Transas has launched its first package of applications built on THESIS, a unified cloud-based platform for managing operations across the full breadth of the maritime ecosystem.
The advanced 'A-Suite' package also sets a new precedent by utilising the latest in machine learning techniques to reduce the potential for human errors on the bridge or poor decisions elsewhere in the vessel operational chain.
In addition to the officers and crew working on board ships, the benefits of A-Suite will be available to personnel managing VTS systems and those running shore-based fleet operational centres or even training facilities, allowing them to participate in real-time decision support and post-voyage analysis.
"Technology shouldn't be an end in itself – but a tool to achieve an end," said Transas CEO Frank Coles. "We want to help the industry improve by enabling it to make better decisions and boost competitive advantage, using machine intelligence to augment the human in the loop.
The Transas A-Suite employs machine learning techniques to de-risk vessel operation on the bridge, at fleet operation centres and in VTS centres. Algorithms detect anomalies in the behaviour of the human operator wherever they are in the operational chain and raise the alarm before the consequences of a course of action or momentary lapse in attention become irreversible.
The first version of the package comprising three core modules – Advanced Intelligent Manoeuvring (AIM), Advanced Intelligent Diagnostics (AID), and Advanced Intelligent Routing (AIR) – is now available to end-users and the services will become fully operational over the coming months.
AIM is a track prediction system and anti-collision support tool designed to improve situational awareness and reduce the probability of officer inattention or poor judgement leading to an incident. Using data previously collected on the actions and behaviour of personnel sailing in the same location, together with a sophisticated hydrodynamic model of the vessel and a programmatic abstraction of the anti-collision regulations, the system provides advanced decision support.
AID is primarily intended to detect anomalies and provide decision support both in real-time or during a more methodical post-voyage analysis. This module detects excessive or unusual manoeuvring patterns, keeping an eye on parameters such as speed and rate of turn, as well as unexpected deviations in fuel consumption. By taking data both from conventional equipment and environmental sensors and recording how and when operators interact with vessel controls, AID marks a major step forward in real time operational monitoring.
AIR creates a platform for voyage planning and optimisation based on an extensive set of parameters. The application absorbs real time metocean data, hazards and a vessel's hydrodynamic performance, as well as taking account of the impact of known and anticipated vessel traffic along the route and at bottlenecks.
These are supported by Advanced Data Delivery (ADD) and Advanced Remote Maintenance (ARM). ADD frees deck officers from the laborious task of updating of special electronic charts (SENCs), weather data, and other navigational safety notices. It also creates an audit trail for shore-based offices ensuring that managers are fully informed of a vessel's navigational status for compliance purposes. ARM provides remote diagnostics and performance analytics for bridge and satellite communication equipment. It backs up key software together with its configuration data and parameters to the Transas Cloud allowing rapid restoration of service in the event of a system failure.
In addition, A-Suite features a sophisticated e-learning solution, Advanced Remote Training for Seafarers (ARTS), with online access to manufacturer-approved, type-specific training courses for Transas ECDIS. This is fully compliant with SOLAS, ISM, and STCW requirements.
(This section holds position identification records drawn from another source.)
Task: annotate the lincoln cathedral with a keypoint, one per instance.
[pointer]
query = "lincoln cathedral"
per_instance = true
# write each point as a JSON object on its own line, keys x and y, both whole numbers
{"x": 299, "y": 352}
In this way, A-Suite establishes the critical links between vessels and shore-based offices, vessel traffic control centres and training institutions and embodies the core principles of THESIS, Transas' vision of a harmonised ecosystem, meeting the needs of multiple operational stakeholders simultaneously.
Resilience, security and deep data integration are fundamental to the THESIS concept and, by extension, A-Suite. As a cloud-based technology, the applications can be accessed from ship or shore. However, recognizing the reality that outages in connectivity do happen at sea, the ship-based installation contains an onboard pre-processing data management server, so that the applications and decision support can continue to operate without a live connection to the cloud.
The THESIS network architecture has been designed from the ground up to be secure. Because it encompasses the entire vessel operational ecosystem it was possible to incorporate encrypted channels for all data delivery rather than rely on conventional email for the exchange of potentially sensitive operational data, route plans, chart updates etc. This means, in contrast to existing solutions on the market, A-Suite is not exposed to the vulnerabilities inherent in email.
At the heart of the A-Suite is the same software kernel that powers Transas' industry leading ECDIS solutions. This gives the applications direct access to all user interactions and the various sensors on the bridge in real time. This level of integration and availability of data allows A-Suite to derive insights that would not be possible with bolt-on standalone third-party solutions.
"When we first started to envisage how ships would be operated in the future, we realized there would be much greater collaboration between ships, back-offices, traffic control centres, etc. With A-Suite we set out to build a set of intelligent decision support tools for working in this shared environment," explained Coles.
"In contrast to many standalone solutions on the market today, A-Suite pulls together a wider selection of data from a broader range of input sources. Combined with machine learning techniques, this results in a deeper level of insight and guidance that is more reflective of a vessel's actual situation."